Opponents of Sunday hunting say a change would affect all outdoorsmen and women, not just hunters.
"Maine is more than 90 percent privately owned. Passing this bill will impact not only hunters but Maine's network of over 20,000 miles of snowmobile and ATV trails," Deputy Commissioner Tim Peabody told the Legislature's Joint Committee on Inland Fisheries and Wildlife. "It will impact hikers and snowshoers, skiers and foragers, and many others. This bill is not simply a Sunday hunting issue but is a bill that impacts all outdoor recreation in Maine."
Many landowners are opposed to lifting the ban, and some are threatening to close off their land completely if the hunters have their way. But a recent poll indicated 64% of landowners who always allow access wouldn't make a change if the Sunday hunting ban were dropped.
Maine Hunters United for Sunday Hunting noted in a release that the Maine Department of Inland Fisheries and Wildlife is supposed to act based on the biology, and not on political pressure or religious tradition.
"What this means in practice is that Mainers have a right to hunt and harvest the game of their choosing so long as that game provides food for themselves and their families; so long as they are not taking more than their share, hunting outside of established seasons or trespassing on posted land.

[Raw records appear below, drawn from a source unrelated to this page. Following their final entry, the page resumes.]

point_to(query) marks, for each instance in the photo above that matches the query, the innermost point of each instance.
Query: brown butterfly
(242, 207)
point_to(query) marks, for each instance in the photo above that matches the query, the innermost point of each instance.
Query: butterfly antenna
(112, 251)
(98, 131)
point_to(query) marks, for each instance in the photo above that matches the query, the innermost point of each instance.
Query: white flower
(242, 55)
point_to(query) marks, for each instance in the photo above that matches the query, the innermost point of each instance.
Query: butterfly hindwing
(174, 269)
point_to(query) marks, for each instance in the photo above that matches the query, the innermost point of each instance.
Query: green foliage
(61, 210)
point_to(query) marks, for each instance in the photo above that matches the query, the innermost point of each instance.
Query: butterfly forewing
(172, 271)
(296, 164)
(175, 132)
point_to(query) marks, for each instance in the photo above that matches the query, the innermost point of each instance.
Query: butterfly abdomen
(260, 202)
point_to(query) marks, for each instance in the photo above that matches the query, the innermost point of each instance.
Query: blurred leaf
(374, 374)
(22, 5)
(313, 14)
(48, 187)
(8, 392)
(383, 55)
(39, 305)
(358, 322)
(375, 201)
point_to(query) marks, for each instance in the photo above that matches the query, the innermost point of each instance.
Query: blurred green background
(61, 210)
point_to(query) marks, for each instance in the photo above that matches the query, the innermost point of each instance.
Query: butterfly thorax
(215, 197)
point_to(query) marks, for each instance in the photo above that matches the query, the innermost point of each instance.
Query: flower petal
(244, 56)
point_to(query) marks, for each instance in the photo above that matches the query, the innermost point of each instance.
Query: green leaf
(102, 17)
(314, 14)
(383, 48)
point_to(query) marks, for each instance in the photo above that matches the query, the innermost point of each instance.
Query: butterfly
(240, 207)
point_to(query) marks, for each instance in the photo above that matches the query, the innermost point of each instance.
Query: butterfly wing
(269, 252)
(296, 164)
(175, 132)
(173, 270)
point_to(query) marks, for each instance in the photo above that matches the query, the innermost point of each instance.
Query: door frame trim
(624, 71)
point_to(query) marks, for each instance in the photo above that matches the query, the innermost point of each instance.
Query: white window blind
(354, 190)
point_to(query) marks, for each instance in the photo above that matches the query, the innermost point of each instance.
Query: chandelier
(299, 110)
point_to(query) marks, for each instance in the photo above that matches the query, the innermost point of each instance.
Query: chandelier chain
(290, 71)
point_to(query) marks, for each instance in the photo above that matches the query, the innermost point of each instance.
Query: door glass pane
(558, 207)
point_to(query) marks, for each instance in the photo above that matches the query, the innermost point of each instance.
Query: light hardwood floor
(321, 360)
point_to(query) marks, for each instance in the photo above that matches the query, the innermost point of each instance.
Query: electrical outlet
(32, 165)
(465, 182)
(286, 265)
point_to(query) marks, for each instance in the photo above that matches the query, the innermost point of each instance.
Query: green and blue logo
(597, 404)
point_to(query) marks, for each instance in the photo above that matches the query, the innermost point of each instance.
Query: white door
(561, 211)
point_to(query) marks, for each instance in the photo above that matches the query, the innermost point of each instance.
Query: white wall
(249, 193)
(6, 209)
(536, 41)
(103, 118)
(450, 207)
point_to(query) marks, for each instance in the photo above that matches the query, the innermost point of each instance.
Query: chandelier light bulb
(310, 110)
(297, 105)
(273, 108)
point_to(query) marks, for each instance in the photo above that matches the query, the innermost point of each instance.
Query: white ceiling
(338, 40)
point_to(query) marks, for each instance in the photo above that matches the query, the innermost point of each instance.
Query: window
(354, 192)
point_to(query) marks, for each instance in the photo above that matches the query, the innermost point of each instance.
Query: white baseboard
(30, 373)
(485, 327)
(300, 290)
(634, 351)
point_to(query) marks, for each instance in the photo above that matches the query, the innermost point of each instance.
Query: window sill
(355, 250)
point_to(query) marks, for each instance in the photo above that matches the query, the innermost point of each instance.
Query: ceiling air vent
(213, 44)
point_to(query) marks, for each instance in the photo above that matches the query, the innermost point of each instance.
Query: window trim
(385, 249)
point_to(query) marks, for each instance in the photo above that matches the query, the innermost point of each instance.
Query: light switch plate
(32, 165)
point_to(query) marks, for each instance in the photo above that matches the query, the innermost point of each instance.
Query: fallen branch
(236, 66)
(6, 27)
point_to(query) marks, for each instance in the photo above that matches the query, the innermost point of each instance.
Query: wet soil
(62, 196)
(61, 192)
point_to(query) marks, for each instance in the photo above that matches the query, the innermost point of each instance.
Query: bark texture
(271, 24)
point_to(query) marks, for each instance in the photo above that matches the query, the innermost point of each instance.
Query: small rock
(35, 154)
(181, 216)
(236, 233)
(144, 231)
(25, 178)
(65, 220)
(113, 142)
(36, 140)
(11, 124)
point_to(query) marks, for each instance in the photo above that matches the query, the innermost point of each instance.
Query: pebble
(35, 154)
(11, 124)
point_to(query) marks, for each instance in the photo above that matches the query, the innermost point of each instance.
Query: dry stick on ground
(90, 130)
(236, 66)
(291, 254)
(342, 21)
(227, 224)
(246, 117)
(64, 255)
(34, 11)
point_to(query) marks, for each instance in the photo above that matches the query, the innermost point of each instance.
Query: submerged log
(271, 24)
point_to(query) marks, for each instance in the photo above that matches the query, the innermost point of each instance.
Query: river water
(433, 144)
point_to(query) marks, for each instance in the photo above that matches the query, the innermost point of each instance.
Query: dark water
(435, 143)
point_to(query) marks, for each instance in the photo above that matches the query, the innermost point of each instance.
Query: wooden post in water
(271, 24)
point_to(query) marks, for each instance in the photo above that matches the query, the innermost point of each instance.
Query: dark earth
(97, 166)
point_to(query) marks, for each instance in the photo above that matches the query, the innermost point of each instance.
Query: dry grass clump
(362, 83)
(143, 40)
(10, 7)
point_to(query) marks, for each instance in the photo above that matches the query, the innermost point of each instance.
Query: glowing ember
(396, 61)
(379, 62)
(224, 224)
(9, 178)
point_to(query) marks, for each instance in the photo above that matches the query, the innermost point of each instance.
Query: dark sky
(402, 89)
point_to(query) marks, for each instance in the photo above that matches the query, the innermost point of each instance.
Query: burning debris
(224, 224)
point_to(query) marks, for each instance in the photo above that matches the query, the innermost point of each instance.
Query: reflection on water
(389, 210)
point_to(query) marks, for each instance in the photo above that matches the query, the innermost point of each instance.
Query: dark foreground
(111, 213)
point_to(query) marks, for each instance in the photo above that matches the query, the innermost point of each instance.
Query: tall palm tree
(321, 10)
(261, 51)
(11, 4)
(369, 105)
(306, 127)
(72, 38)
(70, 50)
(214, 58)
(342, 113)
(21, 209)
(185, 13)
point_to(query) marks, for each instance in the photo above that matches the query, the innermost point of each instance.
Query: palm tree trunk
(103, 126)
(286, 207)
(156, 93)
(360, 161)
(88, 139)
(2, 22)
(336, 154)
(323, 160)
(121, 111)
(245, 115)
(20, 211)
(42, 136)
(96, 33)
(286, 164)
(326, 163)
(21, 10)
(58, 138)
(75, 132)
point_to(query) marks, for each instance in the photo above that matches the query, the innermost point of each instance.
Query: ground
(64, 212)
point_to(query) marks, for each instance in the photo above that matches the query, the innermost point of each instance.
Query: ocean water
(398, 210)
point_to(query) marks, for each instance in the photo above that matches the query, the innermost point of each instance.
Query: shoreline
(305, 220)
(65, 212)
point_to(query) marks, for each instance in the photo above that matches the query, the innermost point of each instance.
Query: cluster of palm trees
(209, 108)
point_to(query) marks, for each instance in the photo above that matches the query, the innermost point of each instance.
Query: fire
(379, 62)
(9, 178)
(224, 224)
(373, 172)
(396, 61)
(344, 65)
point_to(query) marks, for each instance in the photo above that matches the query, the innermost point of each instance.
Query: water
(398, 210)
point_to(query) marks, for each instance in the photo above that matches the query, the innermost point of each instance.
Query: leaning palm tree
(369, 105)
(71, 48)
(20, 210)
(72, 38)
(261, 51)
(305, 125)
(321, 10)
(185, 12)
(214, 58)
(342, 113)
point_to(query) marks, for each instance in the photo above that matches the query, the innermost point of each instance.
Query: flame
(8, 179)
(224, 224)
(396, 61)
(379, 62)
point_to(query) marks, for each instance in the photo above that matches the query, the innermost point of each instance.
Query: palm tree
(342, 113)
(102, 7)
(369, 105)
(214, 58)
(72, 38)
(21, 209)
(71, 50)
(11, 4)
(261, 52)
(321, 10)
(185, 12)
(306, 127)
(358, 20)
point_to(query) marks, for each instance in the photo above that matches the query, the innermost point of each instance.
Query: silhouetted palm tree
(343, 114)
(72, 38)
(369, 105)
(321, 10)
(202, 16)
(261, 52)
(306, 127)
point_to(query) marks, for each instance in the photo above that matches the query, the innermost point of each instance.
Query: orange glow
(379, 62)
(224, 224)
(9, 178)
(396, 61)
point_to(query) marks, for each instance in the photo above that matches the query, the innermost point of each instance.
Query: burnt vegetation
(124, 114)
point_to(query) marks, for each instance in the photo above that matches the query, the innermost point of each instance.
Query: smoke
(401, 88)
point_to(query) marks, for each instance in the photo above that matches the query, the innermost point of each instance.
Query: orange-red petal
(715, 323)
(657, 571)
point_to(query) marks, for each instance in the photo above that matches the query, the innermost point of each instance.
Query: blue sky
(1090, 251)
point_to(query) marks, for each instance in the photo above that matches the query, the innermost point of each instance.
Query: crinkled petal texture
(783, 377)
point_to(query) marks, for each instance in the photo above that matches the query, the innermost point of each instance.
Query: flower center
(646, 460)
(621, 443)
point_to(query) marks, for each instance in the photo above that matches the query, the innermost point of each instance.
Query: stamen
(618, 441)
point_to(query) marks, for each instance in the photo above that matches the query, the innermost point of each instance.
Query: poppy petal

This amendment means that IF&W is empowered to regulate Maine's game species and Maine hunters on the basis of biology. What this amendment does not say is that Mainers cannot harvest game on arbitrarily established religious days," the release said.
Also backed by Hunter Nation, the lawsuit has been filed with the Maine Superior Court and is expected to generate a response from the state attorney general soon.
"The state's right-to-food amendment I think will uphold this. Just because a small percentage of landowners in southern Maine don't like it, that shouldn't dictate whether everyone else gets to hunt on Sunday," said Bornstein. "My sincere hope is that the attorney general and the department will see this and uphold the constitution, let the constitution win."